Phonetically Based Corpora for Anglicisms: A Tijuana–San Diego Contact Outcome
Round 1
Reviewer 1 Report
Comments and Suggestions for AuthorsThis study details the compilation of a corpus of English loanwords in the Spanish of Tijuana, Mexico, gathered from data elicited from spontaneous interviews, with a goal of analyzing the production and categorization of monophthongal vowels in monosyllabic loanwords. The authors observe that within some words, vowel quality approximates that of typical Spanish vowels, while in other words, it approximates North American English vowels. Based on this observation, the authors propose to divide their corpus into two distinct corpora, which the authors present as their primary contribution: one containing loanwords with adapted vowels, and another containing loanwords with unadapted vowels. The authors argue that their dataset poses a challenge for theories of loanword adaptation, as the choice of whether to adapt the vowel in a loanword appears to vary by lexical item rather than by the speaker's proficiency in English.
The compilation and presentation of such a corpus is a potentially valuable contribution to the literature, which offers only a few studies on the production of English vowels by Spanish speakers. However, there are some limitations with the study's writing, analysis, presentation of data, and engagement with previous literature that should be addressed before publication.
In particular:
- The main analysis is based on the authors' categorization of vowels, but the methodology used to do this is unclear, the presentation of descriptive statistics is incomplete or unclear, and inferential statistics are not possible with the study's small token count. The authors say they categorized vowels by taking average English and Spanish formant values from previous studies and determining which category each token vowel "approximated", but they do not appear to provide the target values for these categories (perhaps these are the "theoretical vowels" in Figure 2, but that is not clear), nor do they clearly specify what measurement they used to determine what category each vowel "approximated", nor do they acknowledge that formant values for a vowel category in practice are not point values, but statistical distributions that often overlap, problematizing the decision to categorize a vowel based on a single measurement. A more thorough presentation and discussion of formant value measurements could do a lot to improve this paper's contribution to the field. Currently, average formant values are presented in Figure 2 and individual formant values are presented in Table A2, but these are hard to read and do not provide information about within-category variation, which would be of interest to the reader and important to acknowledge when categorizing vowels. I also question the English vowel categories assumed, since the dialects these speakers likely have most contact with would be California English and Chicano English, which do not have necessarily have all of these categories: many speakers of California English, for example, do not contrast [É‘] and [É”].
- The theoretical framework with which the authors engage does not appear to be the most applicable to their participants or dataset.
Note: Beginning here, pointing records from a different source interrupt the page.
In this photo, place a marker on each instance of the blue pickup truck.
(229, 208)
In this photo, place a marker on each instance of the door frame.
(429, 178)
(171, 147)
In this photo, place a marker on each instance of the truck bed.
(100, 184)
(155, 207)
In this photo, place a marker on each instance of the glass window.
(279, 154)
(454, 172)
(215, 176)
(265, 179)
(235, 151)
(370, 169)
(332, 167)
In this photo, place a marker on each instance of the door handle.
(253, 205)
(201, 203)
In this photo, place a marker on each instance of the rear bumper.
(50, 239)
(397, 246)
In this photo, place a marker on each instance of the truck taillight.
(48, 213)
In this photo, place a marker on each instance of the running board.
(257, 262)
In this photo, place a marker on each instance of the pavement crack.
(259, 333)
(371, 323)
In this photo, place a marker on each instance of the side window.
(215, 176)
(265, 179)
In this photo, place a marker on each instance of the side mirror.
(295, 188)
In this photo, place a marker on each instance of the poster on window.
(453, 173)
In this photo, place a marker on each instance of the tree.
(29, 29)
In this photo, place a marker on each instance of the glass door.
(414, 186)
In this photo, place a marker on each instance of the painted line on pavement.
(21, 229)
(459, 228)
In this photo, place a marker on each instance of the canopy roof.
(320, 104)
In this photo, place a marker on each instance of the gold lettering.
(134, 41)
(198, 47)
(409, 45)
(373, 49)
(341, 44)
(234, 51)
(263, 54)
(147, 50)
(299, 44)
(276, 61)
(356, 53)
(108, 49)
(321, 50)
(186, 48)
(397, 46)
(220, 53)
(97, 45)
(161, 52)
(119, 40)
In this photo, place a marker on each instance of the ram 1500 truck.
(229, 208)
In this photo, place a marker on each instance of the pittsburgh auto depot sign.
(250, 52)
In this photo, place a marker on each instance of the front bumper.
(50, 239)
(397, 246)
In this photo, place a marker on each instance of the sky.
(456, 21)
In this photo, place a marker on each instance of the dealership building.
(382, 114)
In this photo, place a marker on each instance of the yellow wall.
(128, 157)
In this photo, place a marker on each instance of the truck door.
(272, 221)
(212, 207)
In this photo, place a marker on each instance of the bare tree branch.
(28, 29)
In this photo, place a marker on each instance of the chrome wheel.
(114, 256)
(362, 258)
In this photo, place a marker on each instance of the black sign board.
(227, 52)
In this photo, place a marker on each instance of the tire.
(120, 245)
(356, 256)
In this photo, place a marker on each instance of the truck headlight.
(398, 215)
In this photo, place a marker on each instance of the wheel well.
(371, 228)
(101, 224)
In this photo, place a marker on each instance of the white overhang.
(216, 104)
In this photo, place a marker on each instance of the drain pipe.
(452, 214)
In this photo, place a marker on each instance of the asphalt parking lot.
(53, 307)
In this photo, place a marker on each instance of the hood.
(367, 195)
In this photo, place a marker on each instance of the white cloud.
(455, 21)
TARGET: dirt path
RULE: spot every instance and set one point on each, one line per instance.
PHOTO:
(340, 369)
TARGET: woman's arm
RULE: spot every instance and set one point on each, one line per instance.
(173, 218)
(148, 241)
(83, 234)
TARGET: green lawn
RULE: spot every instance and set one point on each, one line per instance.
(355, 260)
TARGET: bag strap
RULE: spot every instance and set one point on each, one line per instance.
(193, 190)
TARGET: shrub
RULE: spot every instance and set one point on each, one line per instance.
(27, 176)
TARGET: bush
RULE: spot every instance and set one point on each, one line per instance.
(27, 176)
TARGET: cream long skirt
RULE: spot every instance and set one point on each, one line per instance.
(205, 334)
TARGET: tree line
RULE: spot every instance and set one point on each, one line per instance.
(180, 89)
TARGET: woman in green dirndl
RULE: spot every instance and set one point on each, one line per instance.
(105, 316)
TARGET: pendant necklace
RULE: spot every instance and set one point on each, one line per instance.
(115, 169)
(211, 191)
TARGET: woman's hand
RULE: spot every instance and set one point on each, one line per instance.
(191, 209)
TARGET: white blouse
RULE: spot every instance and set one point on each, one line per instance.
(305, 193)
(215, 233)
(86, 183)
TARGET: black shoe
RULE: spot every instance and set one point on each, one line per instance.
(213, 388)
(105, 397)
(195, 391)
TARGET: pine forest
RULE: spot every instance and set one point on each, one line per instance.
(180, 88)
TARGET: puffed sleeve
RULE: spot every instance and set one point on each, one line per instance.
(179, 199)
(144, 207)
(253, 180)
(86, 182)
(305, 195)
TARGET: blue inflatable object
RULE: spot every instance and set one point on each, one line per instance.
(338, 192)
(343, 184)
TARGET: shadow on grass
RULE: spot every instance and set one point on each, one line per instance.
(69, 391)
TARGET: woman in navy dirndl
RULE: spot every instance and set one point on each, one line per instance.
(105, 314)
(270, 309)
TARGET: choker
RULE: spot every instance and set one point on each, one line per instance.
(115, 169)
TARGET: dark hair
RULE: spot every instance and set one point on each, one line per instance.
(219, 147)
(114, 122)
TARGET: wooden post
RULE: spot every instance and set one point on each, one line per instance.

The authors characterize previous literature as making binary predictions on the outcome of loanword adaptation based on whether or not the speaker is bilingual in the source language. Such a characterization is reductive and not helpful for their dataset, which includes speakers with a wide range of degrees of bilingualism. It could be more fruitful to engage with literature that discusses bilingualism as a gradient phenomenon, that discusses interlanguage phonology, and/or that makes specific predictions about the (re)categorization of loanword and second language sounds, such as Best's Perceptual Assimilation Model, Flege's Speech Learning Model, or similar.
- The authors' decision to limit their dataset to monosyllabic words is not fully justified, and expanding their dataset to polysyllabic words (perhaps only analyzing stressed vowels) could help expand their small token count without necessitating the collection of more data. Moreover, the authors do not consider the phonetic context in which each vowel occurs, which is problematic given that phonetic context is known to affect vowel realization in both English and Spanish.
- Some of the tables and figures are of limited value. For example, the spectrogram in Figure 1 does not provide a frequency scale which could help the reader evaluate its accuracy. (For that matter, the authors provide no information on how vowel boundaries were determined.) Table 2 would be more useful if it included information on the vowel's formant values. (It also seems to imply that each target word was consistently produced with a vowel in the same category, but it's unclear if that was true.) Tables 3 and A1 do not appear to provide useful information, but take up a lot of space. (That is, the phrasal context of a given loanword and the speakers' demographics and English proficiency can be useful information if presented in relation to the data in question -- the vowel's formant values and/or categorization -- but is not intrinsically meaningful in isolation.)
- Since many of these speakers are bilingual, it's possible that they are code-switching into English for a single word rather than borrowing the word into Spanish, which could explain their use of English-like formant values for specific words. Is there a way to distinguish a loanword from a single-word code-switch? The paper could benefit from considering this point.
- It is perhaps outside the scope of the current paper, but a follow-up elicited speech experiment that had participants read out loud Spanish sentences with these loanwords could be a good way of gathering enough data to build inferential statistical models to confirm the categories proposed in this paper.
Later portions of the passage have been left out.